乱兵本就是各方聚齐之人,这时候全城的形势早已明了,听了这话后也是有不少人蠢蠢欲动,暗自打起小主意。
一名家丁出现恐惧不安的神情,看着那文登营军将,吼道:
“放屁,不要信他们的话,那王争素来狠毒,我等只有杀出去才有一条活路!”
“城门就在眼前,那鸟铳只是摆设,吓唬我们罢了!”
乱兵们没有体会到鸟铳的威力,对于鸟铳的认知层面与以前一样,对于城上的三十几个鸟铳手并不在意。

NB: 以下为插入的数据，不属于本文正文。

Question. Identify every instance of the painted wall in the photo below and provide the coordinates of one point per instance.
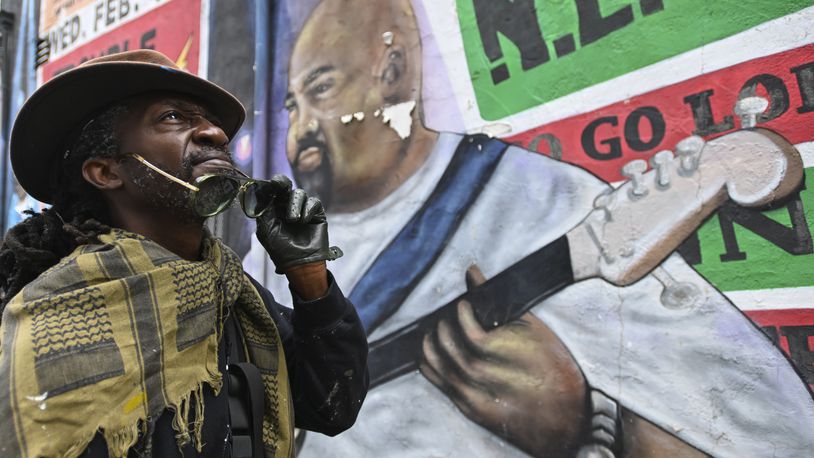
(595, 340)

也有不少人还未死心,眼前就只有这么点人守着城门,他们人数是对方两倍,只需冲破城门,外面就是广阔大路。
“杀!”
几个家丁喊叫的欢快,但冲了几步后却都是悄悄的站住不动,小跑在乱兵最后面,这样见势不妙开溜也容易。
“砰!”
城楼上早已准备好的鸟铳手顿时开始一轮齐射,三十几杆鸟铳齐射,在这个小小的宁海州城造成效果是极其震撼的。
乱兵们只是当吓唬人,听到声音后心中虽然咯噔一下,但却并没有人后退,仍是挥着各色兵器妄图突破城门。

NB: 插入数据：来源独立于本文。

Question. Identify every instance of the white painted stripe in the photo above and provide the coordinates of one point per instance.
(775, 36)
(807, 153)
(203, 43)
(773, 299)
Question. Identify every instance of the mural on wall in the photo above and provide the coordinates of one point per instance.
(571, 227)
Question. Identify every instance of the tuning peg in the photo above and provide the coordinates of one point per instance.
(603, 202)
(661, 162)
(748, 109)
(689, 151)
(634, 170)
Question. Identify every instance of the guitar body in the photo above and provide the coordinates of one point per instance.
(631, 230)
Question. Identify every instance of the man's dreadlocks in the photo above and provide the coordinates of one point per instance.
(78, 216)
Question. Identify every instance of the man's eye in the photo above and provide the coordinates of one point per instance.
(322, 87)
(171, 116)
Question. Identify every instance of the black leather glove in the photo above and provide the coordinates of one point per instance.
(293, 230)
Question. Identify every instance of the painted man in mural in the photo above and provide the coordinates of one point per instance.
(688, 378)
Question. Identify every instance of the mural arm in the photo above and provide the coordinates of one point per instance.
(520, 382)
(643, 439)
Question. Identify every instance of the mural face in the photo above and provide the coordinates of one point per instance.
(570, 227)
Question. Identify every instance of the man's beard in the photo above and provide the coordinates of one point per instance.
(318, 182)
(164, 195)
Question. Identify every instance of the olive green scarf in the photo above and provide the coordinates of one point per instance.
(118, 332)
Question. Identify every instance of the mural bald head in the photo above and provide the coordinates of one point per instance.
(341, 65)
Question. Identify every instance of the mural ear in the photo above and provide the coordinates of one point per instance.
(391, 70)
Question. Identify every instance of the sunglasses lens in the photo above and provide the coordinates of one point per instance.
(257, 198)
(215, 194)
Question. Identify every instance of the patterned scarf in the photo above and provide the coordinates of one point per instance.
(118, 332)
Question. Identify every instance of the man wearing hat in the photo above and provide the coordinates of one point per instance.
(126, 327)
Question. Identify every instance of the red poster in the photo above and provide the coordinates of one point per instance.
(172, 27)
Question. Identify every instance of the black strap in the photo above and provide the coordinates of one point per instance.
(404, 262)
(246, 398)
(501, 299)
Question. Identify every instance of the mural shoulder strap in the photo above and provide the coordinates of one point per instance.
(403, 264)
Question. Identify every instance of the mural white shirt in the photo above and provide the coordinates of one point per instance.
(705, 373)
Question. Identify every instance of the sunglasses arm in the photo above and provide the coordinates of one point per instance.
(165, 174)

后来他们发现自己错了,十几个乱兵应声而倒,有些人往日他们还曾一起吃喝,现在却都倒地不起,眼见是进气多出气少。
被击中的人有一部分是直接死亡,剩下的无不是苟延残喘,躺在地上痛苦的哀嚎,在五十步以内的距离,这些乱兵身上又没有任何甲胄,有零星的铅弹甚至余势不减的穿透两个乱兵的身体才失去力道掉落在地上。
“嗖嗖”的风声在耳边回荡,一名乱兵再也迈不动自己的脚,犹豫间听到左侧有动静,这乱兵立刻将头转过去。
正见到他这辈子都无法忘记的一幕,一颗铅弹正正好好打在他身侧一个乱兵的脑壳上,瞬间,那人的脑袋轰然碎裂,铅弹从后颅骨射出。
那人直接倒在地上,而红的白的喷溅了这乱兵一身、一脸,顾不得作呕,这乱兵再也没有丝毫前冲的勇气,惨嚎着向后跑,想要到巷子里躲避。
“不要跑,这都是巧合,鸟铳怎么会有这种威力?这一定是蒙的,我们冲到城下就没事了!”
有方才那乱兵想法的人不在少数,这突如其来的一轮鸟铳齐射给他们的震撼太大了,眼看着身边人的脑壳被射爆,身子被穿透,一点气息都没有的软倒在地上,这不是这些没见过血没上过阵的兵痞能承受的。
有些乱兵的血气被激发,听到家丁们的喊话也是回过神来,对啊,只要自己冲到城下,这鸟铳就算威力再大,那也变成一个废铁,到时候仅凭城下那点文登兵绝对挡不住自己这么多人。
转眼间,近乎崩溃的乱兵再次喊叫着冲过来,这次那些家丁也是全数上阵,连带着残余的乱兵也都是狗急跳墙更加疯狂起来,悍不畏死的朝城下冲来。
城下的文登军将名为任汉,乃是后招的几名文登营哨官其中之一,在考较中一枝独秀,表现极其突出为王争等人所看好,只不过眼下还没有扩充,手头只有这几十号人。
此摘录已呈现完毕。